La imagen de san Diego del museo
de San Gil de Atienza (Guadalajara)





Imagen de san Diego conservada en el museo de San Gil de Atienza
Fotografía cedida por José Prieto



En este país nuestro, tan rico en patrimonio artístico como, en buena parte, desinteresado de todo aquello que tenga que ver con la cultura, nos encontramos con ejemplos casi diríase que milagrosos que nos demuestran que incluso en el más estéril de los terrenos es posible la floración. Lo cual, dicho sea de paso, te reconcilia, siquiera en parte, con la humanidad.

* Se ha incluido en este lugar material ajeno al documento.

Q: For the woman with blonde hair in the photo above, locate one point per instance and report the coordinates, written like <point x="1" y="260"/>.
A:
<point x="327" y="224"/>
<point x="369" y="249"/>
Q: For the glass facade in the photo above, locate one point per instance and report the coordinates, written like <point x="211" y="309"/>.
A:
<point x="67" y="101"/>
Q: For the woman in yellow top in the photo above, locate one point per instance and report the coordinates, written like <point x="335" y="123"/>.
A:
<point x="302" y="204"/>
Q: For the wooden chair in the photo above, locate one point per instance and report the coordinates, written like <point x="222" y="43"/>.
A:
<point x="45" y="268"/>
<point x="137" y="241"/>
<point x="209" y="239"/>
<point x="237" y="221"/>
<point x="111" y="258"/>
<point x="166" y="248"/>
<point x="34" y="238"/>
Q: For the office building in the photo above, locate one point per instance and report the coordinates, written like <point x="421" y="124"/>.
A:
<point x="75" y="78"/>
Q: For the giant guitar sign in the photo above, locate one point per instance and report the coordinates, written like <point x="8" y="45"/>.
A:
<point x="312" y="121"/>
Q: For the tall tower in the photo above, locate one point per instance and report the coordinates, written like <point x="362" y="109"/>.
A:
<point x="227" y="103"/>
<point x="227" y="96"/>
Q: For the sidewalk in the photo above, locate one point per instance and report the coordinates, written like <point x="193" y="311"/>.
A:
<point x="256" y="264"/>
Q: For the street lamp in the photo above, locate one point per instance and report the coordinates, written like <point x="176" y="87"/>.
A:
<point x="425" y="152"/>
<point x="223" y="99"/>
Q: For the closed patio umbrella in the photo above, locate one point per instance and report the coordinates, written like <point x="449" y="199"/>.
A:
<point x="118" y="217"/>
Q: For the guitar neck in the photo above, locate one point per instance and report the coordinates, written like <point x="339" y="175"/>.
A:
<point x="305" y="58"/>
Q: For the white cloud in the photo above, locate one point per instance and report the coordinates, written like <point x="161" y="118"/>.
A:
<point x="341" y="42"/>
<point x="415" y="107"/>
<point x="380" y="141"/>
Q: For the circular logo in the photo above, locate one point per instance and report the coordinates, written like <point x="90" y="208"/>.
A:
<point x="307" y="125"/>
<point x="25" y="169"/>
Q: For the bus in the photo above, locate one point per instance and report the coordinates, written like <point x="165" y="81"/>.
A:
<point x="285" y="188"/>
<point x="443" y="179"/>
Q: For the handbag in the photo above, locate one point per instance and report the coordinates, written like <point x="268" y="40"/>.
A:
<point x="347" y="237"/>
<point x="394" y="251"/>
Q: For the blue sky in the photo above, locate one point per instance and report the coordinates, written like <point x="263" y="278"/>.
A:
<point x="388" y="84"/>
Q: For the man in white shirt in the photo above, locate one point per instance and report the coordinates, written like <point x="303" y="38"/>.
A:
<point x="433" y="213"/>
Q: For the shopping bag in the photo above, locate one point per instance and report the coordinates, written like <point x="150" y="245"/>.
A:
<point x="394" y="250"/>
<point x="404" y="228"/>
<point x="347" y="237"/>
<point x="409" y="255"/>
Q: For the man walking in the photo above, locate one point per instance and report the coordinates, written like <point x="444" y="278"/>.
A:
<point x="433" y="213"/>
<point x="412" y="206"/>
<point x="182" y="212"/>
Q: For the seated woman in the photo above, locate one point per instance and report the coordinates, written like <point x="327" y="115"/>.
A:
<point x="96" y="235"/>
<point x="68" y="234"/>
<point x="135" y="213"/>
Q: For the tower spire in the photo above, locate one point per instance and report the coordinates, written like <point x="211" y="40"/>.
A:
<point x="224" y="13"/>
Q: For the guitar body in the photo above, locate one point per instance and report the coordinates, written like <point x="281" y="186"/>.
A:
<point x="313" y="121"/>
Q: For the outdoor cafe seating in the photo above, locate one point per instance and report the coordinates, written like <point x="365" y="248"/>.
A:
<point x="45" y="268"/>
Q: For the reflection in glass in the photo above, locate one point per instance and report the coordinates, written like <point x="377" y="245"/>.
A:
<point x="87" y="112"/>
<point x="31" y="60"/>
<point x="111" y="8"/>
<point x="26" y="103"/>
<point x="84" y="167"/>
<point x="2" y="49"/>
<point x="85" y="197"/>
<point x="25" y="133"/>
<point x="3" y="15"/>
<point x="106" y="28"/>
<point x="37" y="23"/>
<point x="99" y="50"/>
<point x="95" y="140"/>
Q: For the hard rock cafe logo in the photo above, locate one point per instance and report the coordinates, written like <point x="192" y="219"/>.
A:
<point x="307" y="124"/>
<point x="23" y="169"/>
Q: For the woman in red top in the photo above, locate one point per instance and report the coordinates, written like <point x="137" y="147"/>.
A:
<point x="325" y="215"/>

Uno de estos milagros se encuentra a poco más de cien kilómetros de Alcalá, en la villa de Atienza. Situada en las altas parameras que drenan al Henares en las estribaciones sureñas de la sierra del Alto Rey, Atienza es una ciudad que rezuma historia al alzarse en un estratégico cruce de caminos vital para el control de la que durante varios siglos fue la frontera entre los reinos cristianos y la España aún irredenta. Eran los tiempos del Cid, y se la cita en el Cantar, cuando todavía era musulmana, como “peña muy fuert”. Reconquistada en el siglo XII, pero todavía con la vecindad no siempre amistosa del reino de Aragón, la población creció en torno a la peña de su imponente castillo creándose varios barrios y arrabales que llegaron a contar nada menos que con doce parroquias, de las que hoy se conservan en mejor o peor estado siete, junto con tres ermitas y el ábside de un antiguo convento franciscano.




Detalle de la imagen de san Diego
Fotografía cedida por José Prieto


Lo cual, teniendo en cuenta que su población a principios del siglo XX llegó a rondar las 2.000 personas y que en la actualidad ni siquiera alcanza las 500, ha de sorprender necesariamente al visitante al descubrir que los atencinos no sólo preservan con celo sus tradiciones -es particularmente famosa la Caballada, en recuerdo de cuando sus antepasados rescataron en 1162 al rey niño Alfonso VIII de las acechanzas del rey leonés Fernando II-, sino que además mantienen al pueblo vivo y convertido en un atractivo reclamo turístico, lo cual no es poco en unas tierras tan deprimidas como son las sierras del norte de la provincia de Guadalajara.

Y por si fuera poco, he aquí el milagro, Atienza cuenta con nada menos que tres museos instalados en otras tantas iglesias, las cuales han encontrado así un uso apropiado dado que para su reducida demografía bastaba con una sola -la de San Juan del Mercado, interesante por sí misma- para cubrir las necesidades religiosas de la población. De las seis restantes San Salvador es de propiedad particular y Santa María del Rey, delante de la cual se encuentra el cementerio, permanece cerrada, al igual que ocurre con Nuestra Señora del Val, situada extramuros.

Son, pues, las tres restantes -San Gil, San Bartolomé y la Trinidad- las sedes de sus respectivos museos, en los que se puede contemplar una parte importante del patrimonio religioso de la villa así como unas interesantes colecciones de orfebrería, arqueología y paleontología además de, por supuesto, el Museo de la Caballada en la iglesia de la Trinidad.




Cabeza de la imagen de san Diego
Fotografía cedida por José Prieto


Y aunque el mérito ha de ser atribuido a todo el pueblo, es de justicia recordar a su promotor, el sacerdote don Agustín González, ya que muy pocos ejemplos similares podremos encontrar a buen seguro a lo largo y ancho de nuestro país.

Pero como este artículo está dedicado a la iconografía de san Diego, una vez concluida la necesaria introducción conviene que nos centremos en este tema. Fruto de mis viajes a Atienza fue el descubrimiento de una interesante talla del lego franciscano en el museo de San Gil. Se trata de una obra anónima de finales del siglo XVI de porte mediano -94 centímetros de altura- procedente con toda probabilidad de algún templo atencino, quizá del desaparecido convento franciscano, aunque no me ha resultado posible determinar su origen exacto, ya que éste es desconocido por los responsables del museo. La talla está policromada y estofada y representa al santo con su habitual ramo de flores sujeto en el regazo, en recuerdo del famoso milagro mediante el cual convirtió en rosas los alimentos que sacaba a escondidas de la cocina del convento para dárselos a los pobres cuando fue sorprendido por sus superiores. La mano izquierda, alzada y vacía, debió de sostener originalmente un crucifijo, otro de sus atributos, hoy desaparecido.